Iniziando da quest'ultimo aspetto, il ricorrente per cassazione aveva sostenuto che l'impugnazione avrebbe dovuto essere proposta davanti al giudice amministrativo poiché la lite riguardava un rapporto nascente da una concessione-contratto e quindi rientrava nell'art. 241 del d.lgs. n. 163 del 2006 (c.d. codice dei contratti pubblici).

Senonché, per la Suprema Corte la giurisdizione è stata correttamente riconosciuta in capo al giudice ordinario tenendo conto della circostanza che la clausola compromissoria era stata stipulata nel 2005 e, quindi, nel regime dell'art. 6, comma 2 della Legge n. 205 del 2000 (poi generalizzato dall'art. 12 D.Lgs. n. 104 del 2010).
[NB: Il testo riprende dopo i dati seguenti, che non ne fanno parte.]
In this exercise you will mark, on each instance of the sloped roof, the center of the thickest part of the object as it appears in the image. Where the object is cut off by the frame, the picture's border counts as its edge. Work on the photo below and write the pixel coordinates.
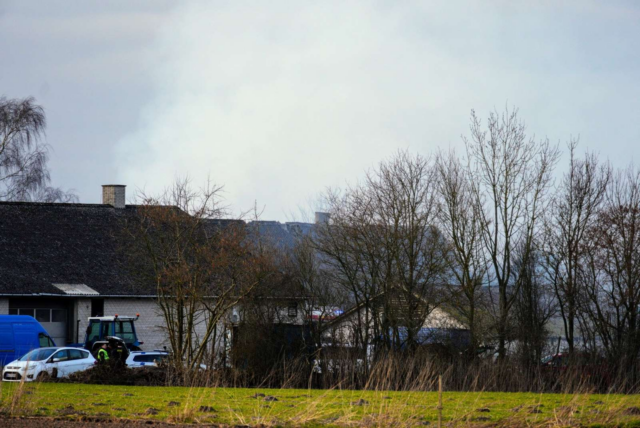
(79, 249)
(42, 244)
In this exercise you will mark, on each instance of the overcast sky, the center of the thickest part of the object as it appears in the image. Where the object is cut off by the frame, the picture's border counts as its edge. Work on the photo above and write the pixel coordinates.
(278, 100)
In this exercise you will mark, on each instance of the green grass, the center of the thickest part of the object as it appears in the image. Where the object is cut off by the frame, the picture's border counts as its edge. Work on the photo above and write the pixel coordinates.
(315, 407)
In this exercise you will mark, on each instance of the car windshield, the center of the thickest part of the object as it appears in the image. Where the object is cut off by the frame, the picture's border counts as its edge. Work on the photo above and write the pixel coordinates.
(38, 355)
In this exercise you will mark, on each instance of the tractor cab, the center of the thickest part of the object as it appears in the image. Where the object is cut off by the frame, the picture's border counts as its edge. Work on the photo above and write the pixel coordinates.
(123, 327)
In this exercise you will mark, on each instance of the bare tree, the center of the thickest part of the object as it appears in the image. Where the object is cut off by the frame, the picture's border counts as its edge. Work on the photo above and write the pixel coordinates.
(384, 244)
(534, 306)
(202, 265)
(460, 220)
(573, 211)
(511, 174)
(24, 175)
(613, 283)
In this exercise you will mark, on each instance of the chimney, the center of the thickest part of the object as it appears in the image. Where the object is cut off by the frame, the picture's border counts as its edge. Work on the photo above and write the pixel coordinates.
(113, 194)
(322, 218)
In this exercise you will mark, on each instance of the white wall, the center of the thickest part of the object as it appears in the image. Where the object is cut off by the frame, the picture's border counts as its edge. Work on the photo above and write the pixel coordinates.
(149, 326)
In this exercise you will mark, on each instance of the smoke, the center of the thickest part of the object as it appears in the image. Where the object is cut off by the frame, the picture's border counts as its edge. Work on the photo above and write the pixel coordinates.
(278, 100)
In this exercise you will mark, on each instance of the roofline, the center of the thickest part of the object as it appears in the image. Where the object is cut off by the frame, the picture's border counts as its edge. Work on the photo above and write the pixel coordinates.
(133, 296)
(78, 295)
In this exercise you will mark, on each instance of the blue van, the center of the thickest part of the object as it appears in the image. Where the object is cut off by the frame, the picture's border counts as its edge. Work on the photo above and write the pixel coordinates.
(20, 334)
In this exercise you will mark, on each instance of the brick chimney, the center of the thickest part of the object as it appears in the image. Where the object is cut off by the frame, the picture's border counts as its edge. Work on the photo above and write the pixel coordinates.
(113, 194)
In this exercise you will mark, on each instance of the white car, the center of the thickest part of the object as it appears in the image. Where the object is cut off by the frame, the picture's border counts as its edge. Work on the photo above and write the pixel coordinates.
(48, 362)
(146, 358)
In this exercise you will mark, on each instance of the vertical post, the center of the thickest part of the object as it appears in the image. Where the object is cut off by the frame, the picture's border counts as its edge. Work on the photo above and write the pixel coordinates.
(439, 401)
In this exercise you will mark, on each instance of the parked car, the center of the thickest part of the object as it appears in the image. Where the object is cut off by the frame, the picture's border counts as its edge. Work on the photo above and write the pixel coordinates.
(20, 334)
(146, 358)
(42, 363)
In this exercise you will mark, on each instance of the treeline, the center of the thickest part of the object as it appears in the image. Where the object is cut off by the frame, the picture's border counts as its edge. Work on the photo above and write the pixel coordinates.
(500, 238)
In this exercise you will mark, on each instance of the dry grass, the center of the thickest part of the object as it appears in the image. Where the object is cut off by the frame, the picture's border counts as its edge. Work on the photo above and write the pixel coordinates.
(334, 407)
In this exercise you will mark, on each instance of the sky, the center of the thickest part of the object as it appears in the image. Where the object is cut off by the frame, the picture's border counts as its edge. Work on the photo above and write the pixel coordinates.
(278, 101)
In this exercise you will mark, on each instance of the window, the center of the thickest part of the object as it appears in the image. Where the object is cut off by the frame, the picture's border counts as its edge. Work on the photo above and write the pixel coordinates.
(44, 340)
(58, 315)
(29, 312)
(43, 315)
(293, 310)
(62, 355)
(75, 354)
(93, 332)
(124, 330)
(149, 358)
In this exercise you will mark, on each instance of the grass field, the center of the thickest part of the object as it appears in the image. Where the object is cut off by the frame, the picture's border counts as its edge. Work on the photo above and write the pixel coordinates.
(290, 407)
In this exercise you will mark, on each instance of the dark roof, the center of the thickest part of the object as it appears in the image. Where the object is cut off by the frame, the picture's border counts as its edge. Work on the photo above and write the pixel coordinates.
(42, 244)
(283, 235)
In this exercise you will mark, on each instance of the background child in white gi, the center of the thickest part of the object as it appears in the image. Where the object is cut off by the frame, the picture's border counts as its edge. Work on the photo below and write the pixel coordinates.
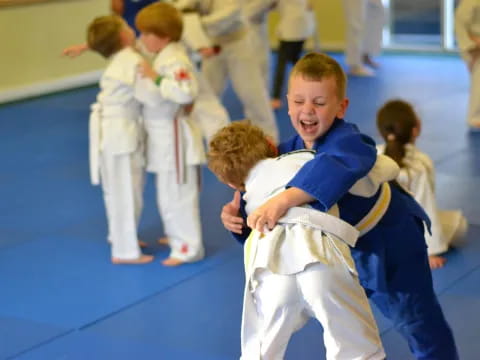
(225, 24)
(116, 147)
(174, 143)
(296, 24)
(256, 12)
(300, 269)
(467, 29)
(365, 20)
(399, 126)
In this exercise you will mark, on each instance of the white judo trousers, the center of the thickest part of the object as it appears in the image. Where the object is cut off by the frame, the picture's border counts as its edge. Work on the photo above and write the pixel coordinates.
(365, 20)
(238, 62)
(328, 293)
(174, 149)
(179, 208)
(325, 287)
(467, 24)
(116, 152)
(207, 111)
(122, 183)
(261, 45)
(448, 227)
(303, 268)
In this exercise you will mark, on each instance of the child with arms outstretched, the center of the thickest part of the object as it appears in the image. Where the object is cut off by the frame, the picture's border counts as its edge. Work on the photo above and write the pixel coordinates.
(116, 141)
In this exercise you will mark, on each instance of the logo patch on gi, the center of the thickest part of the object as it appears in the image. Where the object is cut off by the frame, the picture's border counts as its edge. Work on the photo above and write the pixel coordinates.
(182, 74)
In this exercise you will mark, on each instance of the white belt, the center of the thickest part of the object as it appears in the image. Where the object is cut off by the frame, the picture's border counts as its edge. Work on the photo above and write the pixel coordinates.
(377, 211)
(322, 221)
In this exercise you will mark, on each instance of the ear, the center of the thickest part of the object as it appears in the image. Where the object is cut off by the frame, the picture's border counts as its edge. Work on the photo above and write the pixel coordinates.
(342, 108)
(415, 132)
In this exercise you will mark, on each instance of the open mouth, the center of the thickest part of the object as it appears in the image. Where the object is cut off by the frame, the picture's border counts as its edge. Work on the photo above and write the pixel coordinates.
(309, 126)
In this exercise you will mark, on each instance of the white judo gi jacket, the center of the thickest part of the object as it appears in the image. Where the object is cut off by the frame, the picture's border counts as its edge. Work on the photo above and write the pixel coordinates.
(173, 139)
(115, 126)
(302, 237)
(225, 23)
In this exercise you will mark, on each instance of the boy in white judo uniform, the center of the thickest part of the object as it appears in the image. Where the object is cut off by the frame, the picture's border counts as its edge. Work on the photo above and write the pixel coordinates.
(467, 29)
(225, 24)
(256, 12)
(302, 268)
(116, 142)
(390, 254)
(174, 146)
(400, 126)
(365, 20)
(296, 24)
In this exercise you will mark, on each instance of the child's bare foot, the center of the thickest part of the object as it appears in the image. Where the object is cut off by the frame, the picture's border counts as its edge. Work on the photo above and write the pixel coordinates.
(164, 241)
(172, 262)
(142, 259)
(436, 262)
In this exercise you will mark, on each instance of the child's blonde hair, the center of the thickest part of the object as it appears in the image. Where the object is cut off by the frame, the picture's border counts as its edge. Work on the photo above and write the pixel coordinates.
(103, 34)
(316, 66)
(161, 19)
(396, 121)
(235, 149)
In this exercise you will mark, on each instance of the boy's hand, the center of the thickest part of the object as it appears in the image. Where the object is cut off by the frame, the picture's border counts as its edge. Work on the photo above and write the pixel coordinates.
(74, 50)
(207, 52)
(267, 215)
(230, 215)
(146, 70)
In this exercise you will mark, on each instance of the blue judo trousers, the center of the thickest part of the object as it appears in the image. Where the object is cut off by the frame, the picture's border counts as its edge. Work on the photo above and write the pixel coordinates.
(391, 258)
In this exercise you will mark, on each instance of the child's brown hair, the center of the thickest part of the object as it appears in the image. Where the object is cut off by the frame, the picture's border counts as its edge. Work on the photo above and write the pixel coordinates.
(316, 66)
(161, 19)
(235, 149)
(396, 121)
(103, 34)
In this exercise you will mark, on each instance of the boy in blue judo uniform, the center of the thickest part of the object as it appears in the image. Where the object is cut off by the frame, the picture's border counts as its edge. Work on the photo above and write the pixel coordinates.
(391, 255)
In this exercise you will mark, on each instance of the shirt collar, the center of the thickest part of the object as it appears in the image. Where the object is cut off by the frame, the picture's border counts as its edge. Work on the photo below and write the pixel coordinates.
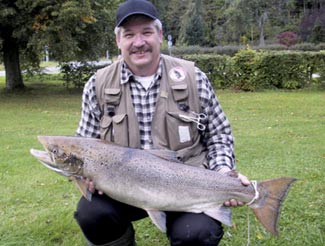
(127, 75)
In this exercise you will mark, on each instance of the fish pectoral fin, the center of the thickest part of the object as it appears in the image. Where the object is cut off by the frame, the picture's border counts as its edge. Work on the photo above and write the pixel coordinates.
(81, 185)
(165, 154)
(221, 213)
(158, 218)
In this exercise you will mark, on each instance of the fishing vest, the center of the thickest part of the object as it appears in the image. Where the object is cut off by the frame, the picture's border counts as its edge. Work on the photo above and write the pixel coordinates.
(178, 95)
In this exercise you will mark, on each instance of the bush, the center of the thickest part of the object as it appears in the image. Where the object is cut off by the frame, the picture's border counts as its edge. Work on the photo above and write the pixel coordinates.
(288, 39)
(218, 68)
(78, 73)
(251, 70)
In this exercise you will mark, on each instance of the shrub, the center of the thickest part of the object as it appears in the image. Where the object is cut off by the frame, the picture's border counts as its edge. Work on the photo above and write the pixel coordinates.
(77, 73)
(288, 39)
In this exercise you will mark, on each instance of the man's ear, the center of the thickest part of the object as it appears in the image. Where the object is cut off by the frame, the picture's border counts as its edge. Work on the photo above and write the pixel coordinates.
(117, 40)
(161, 36)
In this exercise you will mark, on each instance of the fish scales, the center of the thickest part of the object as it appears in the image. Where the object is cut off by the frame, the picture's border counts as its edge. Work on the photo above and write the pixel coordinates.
(156, 181)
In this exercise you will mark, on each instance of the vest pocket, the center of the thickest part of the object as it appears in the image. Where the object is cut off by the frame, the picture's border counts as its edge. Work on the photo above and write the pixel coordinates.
(120, 129)
(106, 128)
(180, 131)
(115, 129)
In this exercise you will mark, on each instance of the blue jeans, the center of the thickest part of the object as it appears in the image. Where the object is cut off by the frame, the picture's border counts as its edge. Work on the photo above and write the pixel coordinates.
(104, 220)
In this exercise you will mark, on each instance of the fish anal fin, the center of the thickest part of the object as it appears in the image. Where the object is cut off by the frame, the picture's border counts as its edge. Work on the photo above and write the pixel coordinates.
(267, 209)
(220, 213)
(158, 218)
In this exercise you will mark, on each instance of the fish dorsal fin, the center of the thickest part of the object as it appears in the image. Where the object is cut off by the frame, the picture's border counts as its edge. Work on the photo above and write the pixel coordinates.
(165, 154)
(220, 213)
(158, 218)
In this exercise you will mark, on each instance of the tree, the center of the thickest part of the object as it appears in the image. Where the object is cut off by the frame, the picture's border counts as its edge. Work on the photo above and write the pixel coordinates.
(70, 28)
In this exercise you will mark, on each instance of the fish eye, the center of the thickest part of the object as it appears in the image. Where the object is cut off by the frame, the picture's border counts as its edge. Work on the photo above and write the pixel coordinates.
(55, 150)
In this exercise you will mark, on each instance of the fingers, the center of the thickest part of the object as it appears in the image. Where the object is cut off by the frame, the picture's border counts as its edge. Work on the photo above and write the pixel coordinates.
(233, 203)
(245, 181)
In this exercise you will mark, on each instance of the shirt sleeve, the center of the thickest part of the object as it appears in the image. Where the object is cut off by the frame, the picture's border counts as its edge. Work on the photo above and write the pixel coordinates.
(90, 113)
(217, 137)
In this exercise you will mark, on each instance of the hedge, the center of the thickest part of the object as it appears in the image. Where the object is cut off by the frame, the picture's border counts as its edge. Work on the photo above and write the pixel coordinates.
(251, 70)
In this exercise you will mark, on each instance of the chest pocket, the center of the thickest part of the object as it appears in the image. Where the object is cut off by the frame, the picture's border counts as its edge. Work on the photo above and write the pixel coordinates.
(113, 126)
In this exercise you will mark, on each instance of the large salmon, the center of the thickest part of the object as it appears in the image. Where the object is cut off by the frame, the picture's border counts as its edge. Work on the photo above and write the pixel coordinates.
(156, 181)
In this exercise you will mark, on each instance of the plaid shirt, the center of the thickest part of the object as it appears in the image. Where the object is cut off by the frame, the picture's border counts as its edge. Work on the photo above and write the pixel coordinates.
(217, 137)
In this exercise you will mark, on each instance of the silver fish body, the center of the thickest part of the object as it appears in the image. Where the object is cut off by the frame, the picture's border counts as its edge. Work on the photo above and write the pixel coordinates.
(156, 181)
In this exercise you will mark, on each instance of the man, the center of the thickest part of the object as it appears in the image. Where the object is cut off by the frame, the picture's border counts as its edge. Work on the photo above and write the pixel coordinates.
(149, 100)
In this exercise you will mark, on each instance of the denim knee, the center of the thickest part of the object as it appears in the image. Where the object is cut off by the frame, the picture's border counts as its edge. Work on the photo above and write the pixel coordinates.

Quella norma, infatti, prevedeva la possibilità di devolvere in arbitrato rituale di diritto le questioni aventi ad oggetto diritti soggettivi devoluti alla giurisdizione del giudice amministrativo: l'impugnazione del lodo è regolata, in questo caso – come in tutti gli altri – dall'unica disposizione ad hoc  e, cioè, dall'art. 828 c.p.c. che individua nella Corte di appello nella cui circoscrizione è la sede dell'arbitrato il giudice cui spetta pronunciare sull'eventuale nullità del lodo. 

Con riferimento, infine, al profilo della validità della clausola compromissoria, il ricorrente aveva sostenuto che la Corte di appello non avrebbe potuto negare – per il principio di autonomia della clausola compromissoria – validità alla clausola soltanto perché il contratto cui accedeva era nullo per mancato svolgimento di una gara.

Senonché, il principio di autonomia della clausola compromissoria «non trova applicazione nelle ipotesi in cui dette cause [id est quelle che provocano la nullità, nda] siano esterne al negozio e comuni ad esso e alla clausola».

Nel caso di specie, «l'invalidità dell'atto derivante dal fatto che l'amministrazione non poteva legittimamente stipulare il contratto e, perciò, inserire nello stesso una clausola compromissoria aveva determinato anche l'invalidità di quest'ultima per una causa esterna e comune al negozio principale e a quello accessorio».